Overall Score: 6/10
Genre: Fiction, Contemporary
Publisher: Lake Union Publishing
Release Date: January 1, 2017
Source: I received a free copy of this book from the publisher through Netgalley in exchange for an honest review
Book Summary (From GoodReads)
After a tragic accident on Martha’s Vineyard, keeping secrets becomes a way of life for the Tangle family. With memories locked away, the sisters take divergent paths. Callie disappears, Mimi keeps so busy she has no time to think, and Ginger develops a lifelong aversion to risk that threatens the relationships she holds most dear.

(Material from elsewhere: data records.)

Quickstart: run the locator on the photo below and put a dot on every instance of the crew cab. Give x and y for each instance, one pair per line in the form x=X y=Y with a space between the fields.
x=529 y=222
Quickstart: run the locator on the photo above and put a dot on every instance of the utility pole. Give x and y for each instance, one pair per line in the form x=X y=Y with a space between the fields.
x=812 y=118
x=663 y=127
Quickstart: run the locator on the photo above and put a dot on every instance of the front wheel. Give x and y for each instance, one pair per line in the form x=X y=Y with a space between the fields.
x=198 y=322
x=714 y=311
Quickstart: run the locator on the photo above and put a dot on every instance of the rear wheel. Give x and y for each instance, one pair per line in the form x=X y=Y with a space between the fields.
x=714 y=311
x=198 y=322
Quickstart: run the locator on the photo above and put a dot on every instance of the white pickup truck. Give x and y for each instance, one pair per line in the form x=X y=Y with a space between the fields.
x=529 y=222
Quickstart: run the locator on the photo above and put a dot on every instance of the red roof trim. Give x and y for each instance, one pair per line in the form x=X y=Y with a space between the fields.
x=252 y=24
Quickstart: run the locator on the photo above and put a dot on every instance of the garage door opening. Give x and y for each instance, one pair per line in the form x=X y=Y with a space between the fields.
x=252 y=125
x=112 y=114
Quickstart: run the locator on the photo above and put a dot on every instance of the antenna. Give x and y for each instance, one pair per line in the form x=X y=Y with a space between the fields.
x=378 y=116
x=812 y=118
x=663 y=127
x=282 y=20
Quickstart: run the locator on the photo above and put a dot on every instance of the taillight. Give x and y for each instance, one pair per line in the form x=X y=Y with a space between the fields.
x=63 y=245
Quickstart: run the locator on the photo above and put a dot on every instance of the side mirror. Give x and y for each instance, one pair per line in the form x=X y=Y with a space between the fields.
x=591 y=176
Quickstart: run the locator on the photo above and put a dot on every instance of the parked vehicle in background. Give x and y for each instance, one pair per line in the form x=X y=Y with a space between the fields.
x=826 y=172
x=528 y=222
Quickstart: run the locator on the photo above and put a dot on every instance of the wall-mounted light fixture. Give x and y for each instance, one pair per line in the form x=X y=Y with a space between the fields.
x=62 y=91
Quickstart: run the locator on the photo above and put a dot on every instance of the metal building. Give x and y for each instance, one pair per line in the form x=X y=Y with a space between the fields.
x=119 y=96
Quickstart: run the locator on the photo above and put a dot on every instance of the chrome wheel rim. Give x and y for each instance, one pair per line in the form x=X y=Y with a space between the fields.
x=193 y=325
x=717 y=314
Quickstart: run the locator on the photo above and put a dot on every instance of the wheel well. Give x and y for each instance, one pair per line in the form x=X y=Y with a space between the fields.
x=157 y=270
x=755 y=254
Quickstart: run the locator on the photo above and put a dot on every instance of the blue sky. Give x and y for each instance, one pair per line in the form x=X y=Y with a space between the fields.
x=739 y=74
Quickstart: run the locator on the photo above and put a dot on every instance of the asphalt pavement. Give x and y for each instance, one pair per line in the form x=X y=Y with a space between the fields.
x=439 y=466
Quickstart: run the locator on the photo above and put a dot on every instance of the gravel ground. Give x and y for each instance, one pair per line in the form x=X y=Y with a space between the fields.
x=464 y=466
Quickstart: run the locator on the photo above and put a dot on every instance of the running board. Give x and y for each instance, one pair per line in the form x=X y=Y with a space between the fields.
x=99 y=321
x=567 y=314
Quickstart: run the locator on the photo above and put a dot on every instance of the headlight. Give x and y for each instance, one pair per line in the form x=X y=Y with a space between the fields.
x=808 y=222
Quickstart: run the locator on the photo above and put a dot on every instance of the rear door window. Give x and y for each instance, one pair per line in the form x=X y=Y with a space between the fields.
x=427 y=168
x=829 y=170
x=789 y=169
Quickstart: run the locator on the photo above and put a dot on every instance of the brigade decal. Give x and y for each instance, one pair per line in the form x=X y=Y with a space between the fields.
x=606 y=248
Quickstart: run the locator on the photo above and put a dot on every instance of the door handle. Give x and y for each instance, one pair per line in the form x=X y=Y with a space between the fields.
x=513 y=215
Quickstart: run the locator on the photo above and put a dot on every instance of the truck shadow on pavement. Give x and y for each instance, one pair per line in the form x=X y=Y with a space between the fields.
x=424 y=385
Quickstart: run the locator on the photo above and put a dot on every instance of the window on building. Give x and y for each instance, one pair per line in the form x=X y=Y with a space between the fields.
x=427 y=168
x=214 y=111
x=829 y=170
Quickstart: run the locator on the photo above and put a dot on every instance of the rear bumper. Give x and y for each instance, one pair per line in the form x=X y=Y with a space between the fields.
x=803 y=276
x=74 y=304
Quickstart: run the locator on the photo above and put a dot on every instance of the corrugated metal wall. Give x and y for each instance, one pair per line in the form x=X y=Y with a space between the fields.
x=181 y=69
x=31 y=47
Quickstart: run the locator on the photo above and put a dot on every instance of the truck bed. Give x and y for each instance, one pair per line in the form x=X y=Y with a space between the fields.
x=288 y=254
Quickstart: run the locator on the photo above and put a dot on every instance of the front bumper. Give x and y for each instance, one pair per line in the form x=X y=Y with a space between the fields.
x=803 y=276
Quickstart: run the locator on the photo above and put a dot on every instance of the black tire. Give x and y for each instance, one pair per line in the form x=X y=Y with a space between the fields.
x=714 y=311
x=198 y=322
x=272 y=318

When a whispered comment overheard by her rebellious teenage daughter forces Ginger to reveal a long-held family secret, the Tangles’ carefully constructed web of lies begins to unravel. Upon the death of Glory, the family’s colorful matriarch, and the return of long-estranged Callie, Ginger resolves to return to Martha’s Vineyard and piece together what really happened on that calamitous day when a shadow fell over four sun-kissed siblings playing at the shore. Along with Ginger’s newfound understanding come the keys to reconciliation: with her mother, with her sisters, and with her daughter.
Sisters One, Two, Three is an in-depth look into one family’s secrets and the consequences that arise from keeping them. The story is told by alternating between the past and the present.
While it was interesting to see how the various secrets affected the family, I never really felt a sense of mystery or suspense. In fact, most of the major secrets are revealed at the beginning of the novel (one twist is revealed later on but it wasn’t an extremely momentous one for me). The characters were all realistic and very well-written, however I had a difficult time connecting to any of them. I think that may have been either because I’m the target demographic for this novel or because I don’t have sisters or a daughter.
This book does an excellent job examining the emotional and psychological impact of both family secrets and parenting. The slower pace allows for the characters to be introspective as they come to terms with the past. The reader can clearly see how the girls were formed by their childhood into who they are in the present. Additionally, I liked how the author took it a step further and explored how the idiosyncrasies they picked up in childhood affected their relationships, whether it be romantic, familial, or platonic, later on. The writing was very elegant and the pacing was good.
Overall, the story was intriguing and I enjoyed reading it. While it wasn’t my favorite, I believe that there are a lot of readers out there who will love this book (it might be particularly good for book clubs).